Different projects need different tool permissions. Add multiple channels with different hotkeys and permission sets:

toml — config.toml (advanced channels)
# Frontend project — channel 1, no Bash access
[[hotkey]]
key = "RightCommand"
channel = "1"
name = "claude-frontend"
transform = "prompts/claude_code_task.md"
exec = "integrations/send_claude_safe.py"

# Backend project — channel 2, full access
[[hotkey]]
key = "RightCommand"
channel = "2"
name = "claude-backend"
transform = "prompts/claude_code_task.md"
exec = "integrations/send_claude_full.py"
python — per-project runners
# send_claude_safe.py — restricted tools (frontend)
import shutil, subprocess, sys
task = sys.stdin.read().strip()
subprocess.run([shutil.which("claude"), "--print", "--bare", "-p", task,
    "--allowedTools", "Read,Edit,Write,Grep,Glob"])
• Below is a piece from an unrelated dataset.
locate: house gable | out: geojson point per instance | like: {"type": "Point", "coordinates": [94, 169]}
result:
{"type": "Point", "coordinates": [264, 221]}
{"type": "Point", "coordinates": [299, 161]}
# send_claude_full.py — full access (backend)
import shutil, subprocess, sys
task = sys.stdin.read().strip()
subprocess.run([shutil.which("claude"), "--print", "--bare", "-p", task,
    "--allowedTools", "Read,Edit,Write,Bash,Grep,Glob"])

From One-Shot to Multi-Agent

The one-shot channel is the gateway. Once you're comfortable speaking tasks:

RightCmd

One-shot agent (today)

Hold RightCommand. Speak a task. Agent executes and exits.

⌘1

Persistent agent (next step)

Add a second hotkey for a persistent Claude Code agent that handles bigger tasks without exiting.

⌘2

Slack notifications

A third hotkey that routes to a Slack channel when agents finish tasks.

⌘3

Linear issue creation

A fourth hotkey that creates a Linear issue when you describe a bug by voice.

SpeechButton grows with you. Start with one hotkey, one agent. Scale to five hotkeys, five destinations, five transform pipelines. The config.toml grows one channel at a time.

Get Started

Prerequisites

  • macOS 15+ (Sequoia), Apple Silicon
  • Claude Code CLI installed (npm install -g @anthropic-ai/claude-code)
  • Signed in to Claude Code with your Anthropic account

Quick Start

  1. 1 Download SpeechButton — free 15 minutes/day, no account needed
  2. 2 Install Claude Codenpm install -g @anthropic-ai/claude-code
  3. 3 Create the folders integrations/ and prompts/ inside ~/.config/speechbutton/
  4. 4 Copy the 3 files from this article: config.toml, prompts/claude_code_task.md, and integrations/send_claude_code.py
  5. 5 Hold RightCommand, describe a task, release. Your first voice-to-code in under 5 minutes. No servers, no setup, no complexity.